---

Following the trail of crumbs with a smile, he finds the child crouching beneath the winding stair.

They look at one another, and he feigns displeasure, folding his arms behind his back. Straight he stands, as tall as the columns that grapple with the canopy of sky that hangs overhead.

Sun and wind mingle and sweep through the hall, touching the locks of their hair: his dark, the child's fair.

There is jam across Elboron's face, and his small greedy hands clutch a pastry.

"I was hungry," the child whispers.

He smiles and plants himself down beside his son, gathering him up into arms that were meant (were born, she tells him at times) to cradle and lull.

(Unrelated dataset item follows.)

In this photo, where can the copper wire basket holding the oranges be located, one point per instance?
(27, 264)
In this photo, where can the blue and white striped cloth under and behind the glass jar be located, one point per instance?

"I am hungry too," he tells him, and the child breaks the pie neatly in half and gives it to him.

Nibbling on the day-old tart, he suddenly remembers himself a child like the one before him: beneath such a stair, but in a different city, hoarding instead a pocketful of ripened berries.

"I was hungry," he told his father, trying to find justification in the man's gaze. But all for naught, for punishment was given swiftly and without penance.

He still remembers the gleam in his father's eyes; the gray-glass flicker of steel that veiled nothing; no one.

Staring down at his son's flaxen head, he closes his eyes.

He finds he is still hungry; he fears he always will be.